Vita Chiesa
La Pira e la vocazione dei monasteri
«Lodiamo il tuo nome glorioso, Signore, nostro Dio». Questa antifona al cantico tratto dal libro delle Cronache (1 Cr 29,10-13) che ogni lunedì della prima settimana del salterio offre parole ispirate alla nostra lode, risuonano con una intensità particolare in questo scorcio finale dell’Anno liturgico in cui come credenti siamo invitati alla riflessione sugli ultimi tempi, allargata e stemperata nella visione dell’universalità dell’amore di Dio – il suo regno! – che vuole abbracciare tutti gli uomini e insieme l’intero creato.
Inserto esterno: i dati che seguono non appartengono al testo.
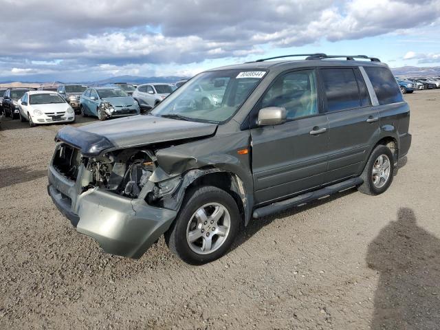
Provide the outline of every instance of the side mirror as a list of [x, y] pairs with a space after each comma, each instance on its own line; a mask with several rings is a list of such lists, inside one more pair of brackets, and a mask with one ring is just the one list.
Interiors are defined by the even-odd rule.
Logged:
[[281, 107], [269, 107], [258, 111], [258, 126], [279, 125], [286, 121], [286, 109]]

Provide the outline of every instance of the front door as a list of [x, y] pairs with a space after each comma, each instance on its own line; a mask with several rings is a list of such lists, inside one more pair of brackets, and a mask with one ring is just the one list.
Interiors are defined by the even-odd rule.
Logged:
[[328, 184], [360, 174], [379, 134], [379, 113], [358, 67], [323, 68], [320, 76], [330, 131]]
[[261, 204], [320, 186], [327, 170], [329, 124], [315, 69], [278, 77], [256, 106], [286, 109], [287, 122], [251, 130], [255, 199]]

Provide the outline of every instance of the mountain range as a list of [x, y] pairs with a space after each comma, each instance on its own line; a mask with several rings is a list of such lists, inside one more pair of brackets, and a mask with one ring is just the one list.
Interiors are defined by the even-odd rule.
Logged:
[[[395, 76], [440, 76], [440, 67], [402, 67], [391, 68]], [[76, 83], [85, 84], [89, 86], [102, 86], [107, 84], [115, 82], [129, 82], [135, 85], [145, 84], [148, 82], [162, 82], [162, 83], [174, 83], [182, 79], [188, 79], [189, 77], [180, 77], [177, 76], [169, 76], [162, 77], [142, 77], [139, 76], [118, 76], [107, 78], [100, 80], [95, 81], [79, 81]], [[0, 78], [1, 79], [1, 78]], [[25, 77], [16, 77], [13, 78], [8, 77], [8, 79], [0, 80], [0, 84], [12, 85], [16, 84], [18, 81], [21, 81], [21, 84], [44, 84], [44, 85], [58, 85], [65, 82], [52, 82], [48, 80], [45, 81], [35, 79], [32, 81], [30, 79], [26, 79]]]

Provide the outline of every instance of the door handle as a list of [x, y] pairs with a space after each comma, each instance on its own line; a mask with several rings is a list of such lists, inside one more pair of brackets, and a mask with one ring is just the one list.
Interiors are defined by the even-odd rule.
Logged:
[[379, 120], [379, 117], [372, 117], [370, 116], [368, 117], [368, 118], [366, 120], [366, 122], [377, 122], [377, 120]]
[[316, 135], [318, 134], [320, 134], [321, 133], [326, 132], [327, 131], [327, 129], [326, 129], [325, 127], [324, 127], [322, 129], [318, 129], [318, 127], [314, 127], [314, 129], [310, 131], [310, 135]]

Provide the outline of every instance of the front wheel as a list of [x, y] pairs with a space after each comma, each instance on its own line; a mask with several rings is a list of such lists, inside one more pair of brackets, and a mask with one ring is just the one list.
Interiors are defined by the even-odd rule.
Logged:
[[241, 218], [235, 200], [210, 186], [190, 190], [165, 241], [175, 254], [192, 265], [218, 259], [230, 249]]
[[394, 160], [390, 148], [382, 144], [376, 146], [361, 175], [364, 183], [359, 186], [359, 191], [372, 195], [384, 192], [393, 182], [393, 172]]

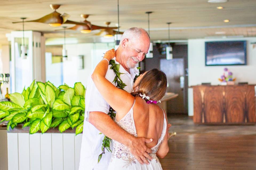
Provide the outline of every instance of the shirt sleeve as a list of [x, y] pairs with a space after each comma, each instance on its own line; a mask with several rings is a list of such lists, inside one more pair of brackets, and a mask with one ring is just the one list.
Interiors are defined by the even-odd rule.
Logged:
[[[108, 72], [112, 70], [108, 70]], [[112, 71], [113, 72], [113, 71]], [[110, 82], [113, 80], [110, 78], [112, 76], [109, 76], [108, 73], [106, 78]], [[103, 98], [102, 96], [98, 91], [90, 75], [88, 78], [85, 95], [85, 119], [88, 121], [88, 118], [90, 112], [101, 112], [107, 114], [109, 110], [110, 107]]]

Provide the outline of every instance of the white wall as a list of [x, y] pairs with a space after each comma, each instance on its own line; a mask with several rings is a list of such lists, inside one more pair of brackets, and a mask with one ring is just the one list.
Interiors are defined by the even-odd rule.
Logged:
[[[245, 66], [205, 66], [205, 43], [207, 41], [246, 40], [247, 41], [247, 63]], [[233, 73], [235, 82], [247, 82], [256, 84], [256, 47], [252, 42], [256, 42], [256, 37], [237, 39], [193, 39], [188, 41], [189, 86], [210, 82], [212, 85], [220, 84], [218, 78], [223, 74], [223, 69], [228, 68]], [[189, 115], [194, 114], [193, 90], [188, 91]]]
[[[70, 87], [81, 82], [86, 87], [87, 79], [99, 61], [103, 53], [113, 48], [113, 43], [84, 43], [66, 45], [67, 58], [63, 61], [63, 80]], [[77, 57], [84, 56], [83, 69], [77, 68]]]

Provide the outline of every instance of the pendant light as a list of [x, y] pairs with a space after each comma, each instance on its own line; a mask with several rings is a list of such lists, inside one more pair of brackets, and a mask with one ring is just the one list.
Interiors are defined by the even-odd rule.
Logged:
[[[149, 29], [149, 14], [153, 12], [151, 11], [146, 12], [146, 14], [147, 14], [147, 23], [149, 28], [149, 35], [150, 37], [150, 31]], [[153, 43], [150, 42], [150, 45], [149, 45], [149, 51], [146, 55], [146, 58], [153, 58]]]
[[115, 49], [116, 50], [119, 46], [119, 43], [120, 40], [122, 38], [122, 34], [119, 33], [119, 0], [117, 0], [117, 18], [118, 25], [117, 26], [118, 30], [117, 33], [115, 35]]
[[21, 46], [21, 57], [22, 59], [26, 59], [27, 53], [27, 46], [25, 45], [25, 38], [24, 37], [24, 20], [27, 18], [21, 18], [22, 20], [22, 32], [23, 37], [22, 39], [22, 45]]
[[66, 50], [66, 27], [63, 27], [64, 28], [64, 45], [62, 49], [62, 56], [63, 57], [67, 57], [67, 52]]
[[171, 45], [170, 38], [170, 24], [171, 22], [167, 22], [168, 24], [168, 41], [169, 42], [169, 46], [166, 47], [166, 59], [171, 60], [173, 59], [173, 48]]

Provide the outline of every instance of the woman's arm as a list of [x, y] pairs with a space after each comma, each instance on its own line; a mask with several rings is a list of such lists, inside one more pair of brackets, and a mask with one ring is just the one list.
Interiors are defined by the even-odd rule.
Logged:
[[168, 121], [165, 112], [165, 116], [167, 124], [165, 136], [165, 139], [162, 142], [162, 143], [160, 145], [160, 146], [156, 153], [157, 156], [161, 158], [164, 158], [169, 152], [169, 146], [168, 146], [168, 131], [169, 130], [169, 128], [170, 127], [170, 126], [169, 126], [168, 124]]
[[[109, 61], [115, 55], [114, 50], [112, 49], [105, 53], [104, 58]], [[105, 78], [108, 65], [106, 60], [101, 61], [95, 68], [91, 78], [99, 91], [112, 108], [119, 113], [126, 113], [132, 106], [134, 97], [116, 87]]]

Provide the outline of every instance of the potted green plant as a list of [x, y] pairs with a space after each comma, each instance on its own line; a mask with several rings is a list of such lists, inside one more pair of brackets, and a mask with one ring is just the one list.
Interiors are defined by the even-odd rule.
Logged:
[[61, 133], [76, 128], [77, 135], [83, 131], [86, 91], [80, 82], [74, 88], [66, 84], [57, 88], [49, 81], [34, 80], [21, 94], [10, 94], [11, 102], [0, 102], [0, 122], [9, 121], [7, 130], [23, 124], [30, 127], [30, 134], [58, 126]]

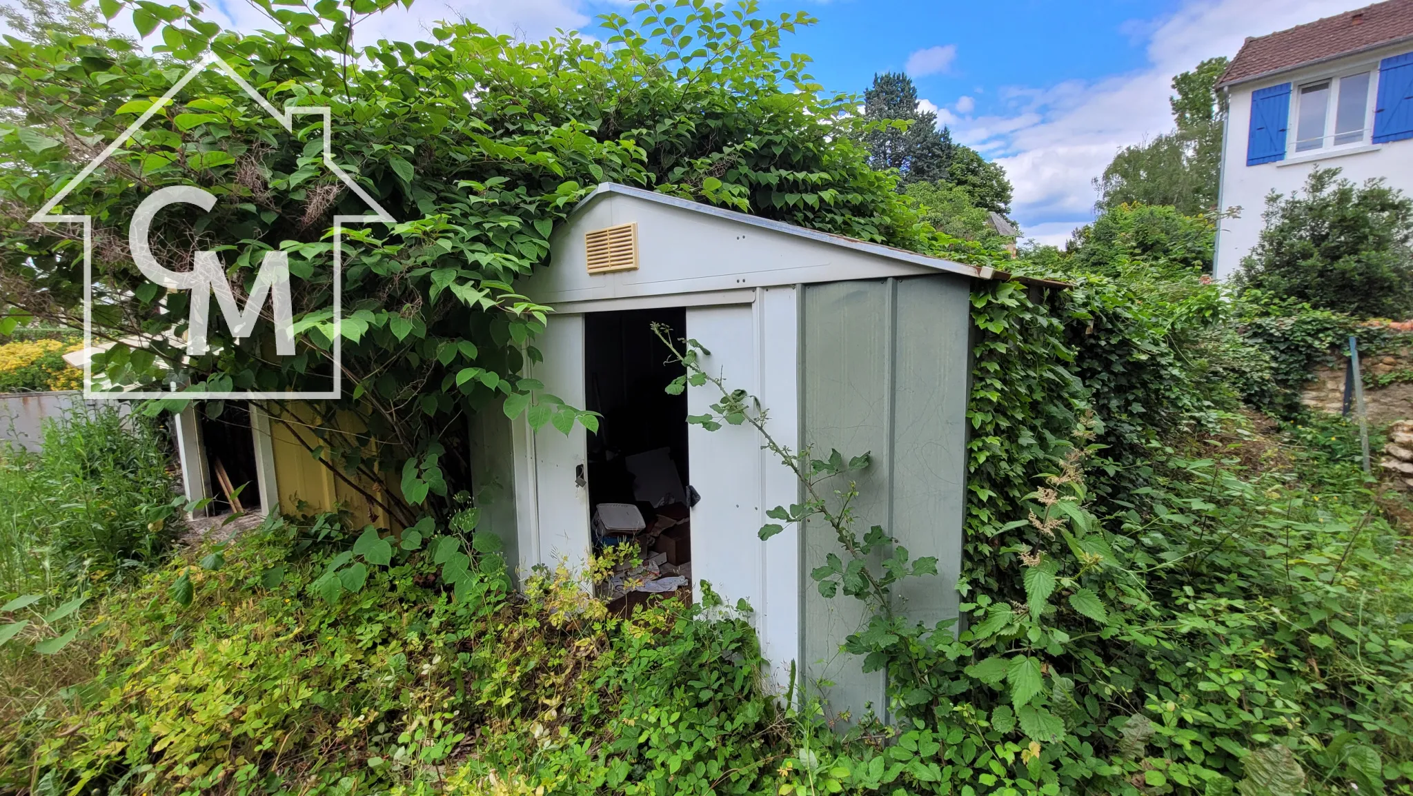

Il termine ultimo, il punto Omega verso cui la storia è protesa, è per i cristiani, sia pure nel chiaro scuro della fede, alba di risurrezione cui il nostro cuore si volge nella domenica di Cristo re dell’universo, traendone motivi di consolazione e gioia. Tale grande solennità liturgica quest’anno è ulteriormente illuminata da almeno altri due eventi che offrono interessanti sfaccettature dello stesso mistero cristiano: la celebrazione della Giornata Pro Orantibus dedicata alla riflessione e al sostegno dei Monasteri di clausura – tra le cui caratteristiche è primaria proprio quella di tenere desta nel popolo di Dio l’attesa vigilante del Signore, e il culmine delle celebrazione centenarie in onore di Giorgio la Pira, il Sindaco santo di Firenze che tanto amava i monasteri affidando alle mani alzate e alla vita offerta delle contemplative ogni sua aspirazione e progetto. Quanti hanno conosciuto il prof. La Pira sanno bene come la sua inesauribile attività sociale, civile e politica avesse un centro interiore intriso di inesauribile speranza, un luogo teologico radicato nell’oltre della fede e della contemplazione – («l’interessante – scriveva egli stesso – è vivere con gli occhi dell’anima rivolti verso quella Patria benedetta nella quale avremo pace e gioia per sempre»: in Lettere al Carmelo, Milano 1987) – che lo proiettava costantemente a quei beni eterni da cui ogni prassi attingeva ispirazione e linfa, e dal quale pure nasceva una particolare affinità con i monasteri che divenivano le sue retrovie (o avanguardie?) di orazione.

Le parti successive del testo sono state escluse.